Takahiro Hosokawa
- Born: April 1, 1967 (age 59) Kyoto, Japan
- School: Fushimi Industrial High School
- University: Doshisha University

Rugby union career
- Position: Fullback

Amateur team(s)
- Years: Team / Apps / (Points)
- Fushimi Industrial HS
- ?-1989: Doshisha University RFC

Senior career
- Years: Team / Apps / (Points)
- 1989-1994: Kobe Steel

International career
- Years: Team / Apps / (Points)
- 1990-1993: Japan / 10 / (115)

= Takahiro Hosokawa =

Japan international rugby union player

Takahiro Hosokawa (細川隆弘, Hosokawa Takahiro) (born 1 April 1967, in Kyoto) is a former Japanese rugby union footballer. He played as a fullback.

== National career ==
Hosokawa played for the Kobe Steel team in the Japanese domestic competition.

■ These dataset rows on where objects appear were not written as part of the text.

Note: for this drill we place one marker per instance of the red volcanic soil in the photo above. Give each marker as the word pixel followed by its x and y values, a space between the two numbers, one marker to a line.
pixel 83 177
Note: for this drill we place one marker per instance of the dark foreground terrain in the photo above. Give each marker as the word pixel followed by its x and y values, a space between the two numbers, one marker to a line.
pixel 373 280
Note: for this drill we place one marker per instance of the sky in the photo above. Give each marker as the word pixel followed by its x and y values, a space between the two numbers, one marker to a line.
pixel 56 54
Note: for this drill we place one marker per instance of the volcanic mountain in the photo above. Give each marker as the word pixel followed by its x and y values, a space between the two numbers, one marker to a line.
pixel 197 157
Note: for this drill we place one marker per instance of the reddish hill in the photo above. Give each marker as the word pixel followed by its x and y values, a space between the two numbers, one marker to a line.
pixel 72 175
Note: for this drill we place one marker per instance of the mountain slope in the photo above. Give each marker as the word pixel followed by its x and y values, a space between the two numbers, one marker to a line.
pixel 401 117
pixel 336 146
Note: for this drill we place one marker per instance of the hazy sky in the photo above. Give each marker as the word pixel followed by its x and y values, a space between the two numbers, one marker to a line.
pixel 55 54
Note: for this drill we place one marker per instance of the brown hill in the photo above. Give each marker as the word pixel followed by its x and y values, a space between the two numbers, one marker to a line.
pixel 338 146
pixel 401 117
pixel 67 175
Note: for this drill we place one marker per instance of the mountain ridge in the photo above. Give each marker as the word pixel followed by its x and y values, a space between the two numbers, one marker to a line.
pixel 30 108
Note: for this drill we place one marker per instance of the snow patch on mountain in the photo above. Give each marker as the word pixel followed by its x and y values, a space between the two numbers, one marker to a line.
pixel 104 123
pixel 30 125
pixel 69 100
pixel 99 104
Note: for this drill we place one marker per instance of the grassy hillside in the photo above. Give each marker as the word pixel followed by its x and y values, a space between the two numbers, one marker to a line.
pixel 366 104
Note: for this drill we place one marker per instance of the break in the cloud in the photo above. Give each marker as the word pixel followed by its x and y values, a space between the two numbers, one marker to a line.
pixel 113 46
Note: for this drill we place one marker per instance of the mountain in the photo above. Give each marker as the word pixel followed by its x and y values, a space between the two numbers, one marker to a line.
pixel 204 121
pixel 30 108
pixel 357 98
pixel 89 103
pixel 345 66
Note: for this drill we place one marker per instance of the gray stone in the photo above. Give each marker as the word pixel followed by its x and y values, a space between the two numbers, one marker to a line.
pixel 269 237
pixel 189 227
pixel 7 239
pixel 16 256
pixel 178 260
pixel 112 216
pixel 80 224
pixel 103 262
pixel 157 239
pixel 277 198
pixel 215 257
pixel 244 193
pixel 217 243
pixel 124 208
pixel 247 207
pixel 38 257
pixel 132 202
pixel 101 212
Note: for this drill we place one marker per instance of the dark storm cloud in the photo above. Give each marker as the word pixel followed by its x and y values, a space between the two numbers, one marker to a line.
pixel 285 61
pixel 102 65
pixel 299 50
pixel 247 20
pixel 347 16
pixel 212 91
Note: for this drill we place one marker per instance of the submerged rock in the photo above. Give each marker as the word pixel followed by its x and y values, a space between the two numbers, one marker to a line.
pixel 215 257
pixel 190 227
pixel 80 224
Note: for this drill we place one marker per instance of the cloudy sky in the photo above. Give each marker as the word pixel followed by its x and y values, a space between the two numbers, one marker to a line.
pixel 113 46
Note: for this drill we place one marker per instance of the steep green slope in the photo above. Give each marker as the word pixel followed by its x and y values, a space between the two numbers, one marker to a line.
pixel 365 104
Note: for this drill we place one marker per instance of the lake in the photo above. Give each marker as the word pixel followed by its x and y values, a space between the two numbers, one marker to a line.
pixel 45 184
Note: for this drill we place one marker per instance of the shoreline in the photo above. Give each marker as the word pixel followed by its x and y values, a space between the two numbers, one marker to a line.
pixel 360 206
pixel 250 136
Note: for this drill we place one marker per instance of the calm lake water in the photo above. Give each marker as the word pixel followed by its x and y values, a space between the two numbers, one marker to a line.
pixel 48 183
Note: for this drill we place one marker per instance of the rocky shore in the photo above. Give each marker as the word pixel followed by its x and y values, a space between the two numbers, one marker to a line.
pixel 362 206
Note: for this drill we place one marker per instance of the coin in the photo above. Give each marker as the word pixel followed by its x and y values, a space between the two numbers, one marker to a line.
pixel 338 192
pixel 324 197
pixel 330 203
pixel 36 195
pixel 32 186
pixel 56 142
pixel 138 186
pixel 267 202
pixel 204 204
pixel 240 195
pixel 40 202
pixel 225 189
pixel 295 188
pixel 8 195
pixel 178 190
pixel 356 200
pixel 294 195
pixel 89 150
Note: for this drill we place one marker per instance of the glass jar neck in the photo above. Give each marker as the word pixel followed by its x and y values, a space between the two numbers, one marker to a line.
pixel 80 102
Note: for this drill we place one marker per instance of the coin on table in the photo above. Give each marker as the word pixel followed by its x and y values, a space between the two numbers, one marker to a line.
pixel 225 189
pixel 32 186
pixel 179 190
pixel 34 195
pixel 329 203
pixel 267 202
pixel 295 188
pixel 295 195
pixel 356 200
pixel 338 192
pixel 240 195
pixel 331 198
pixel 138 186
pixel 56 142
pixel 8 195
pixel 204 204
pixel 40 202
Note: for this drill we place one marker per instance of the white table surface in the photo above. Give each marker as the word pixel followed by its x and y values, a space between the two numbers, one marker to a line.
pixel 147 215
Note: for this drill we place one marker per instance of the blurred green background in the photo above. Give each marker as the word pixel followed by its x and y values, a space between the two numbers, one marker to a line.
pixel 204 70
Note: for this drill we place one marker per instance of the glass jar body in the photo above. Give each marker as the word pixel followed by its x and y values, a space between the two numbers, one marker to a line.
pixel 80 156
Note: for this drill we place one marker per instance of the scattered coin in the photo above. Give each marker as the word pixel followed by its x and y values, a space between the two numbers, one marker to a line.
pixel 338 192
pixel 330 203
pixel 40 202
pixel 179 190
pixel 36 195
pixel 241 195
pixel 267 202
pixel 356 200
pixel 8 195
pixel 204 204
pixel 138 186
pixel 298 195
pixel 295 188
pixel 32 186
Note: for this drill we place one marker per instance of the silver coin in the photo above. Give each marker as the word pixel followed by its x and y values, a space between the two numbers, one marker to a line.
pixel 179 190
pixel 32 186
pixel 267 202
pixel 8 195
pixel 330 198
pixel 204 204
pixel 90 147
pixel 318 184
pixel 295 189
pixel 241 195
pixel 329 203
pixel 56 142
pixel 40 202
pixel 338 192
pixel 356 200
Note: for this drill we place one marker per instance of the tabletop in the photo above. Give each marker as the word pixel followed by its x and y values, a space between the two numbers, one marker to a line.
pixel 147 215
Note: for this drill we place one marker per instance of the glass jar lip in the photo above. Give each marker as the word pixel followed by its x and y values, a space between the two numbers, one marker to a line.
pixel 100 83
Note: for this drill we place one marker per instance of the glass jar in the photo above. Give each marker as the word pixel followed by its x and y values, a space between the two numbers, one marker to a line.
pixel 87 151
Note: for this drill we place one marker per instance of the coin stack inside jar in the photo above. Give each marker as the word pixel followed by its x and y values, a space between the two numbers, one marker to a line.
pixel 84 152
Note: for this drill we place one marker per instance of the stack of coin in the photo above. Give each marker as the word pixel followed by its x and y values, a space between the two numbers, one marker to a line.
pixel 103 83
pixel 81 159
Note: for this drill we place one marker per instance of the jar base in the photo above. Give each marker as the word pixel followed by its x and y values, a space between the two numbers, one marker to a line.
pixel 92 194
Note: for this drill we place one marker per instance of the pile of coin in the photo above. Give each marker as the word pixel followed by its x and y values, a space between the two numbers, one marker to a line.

== International career ==
Hosokawa had only 10 caps for Japan, from 1990 to 1993, but he nevertheless scored 3 tries, 14 conversions, 24 penalties and 1 drop goal, in an aggregate of 115 points.

His first match was a 28–16 win over Tonga, at 8 April 1990, in Tokyo, and his last match was a 45–20 loss to Argentina, at 22 May 1993, in Buenos Aires.

Hosokawa was the top scorer for Japan at the 1991 Rugby World Cup finals, playing in all the three matches, where he scored 1 try, 8 conversions, 2 penalties and 1 drop goal, 29 points in aggregate.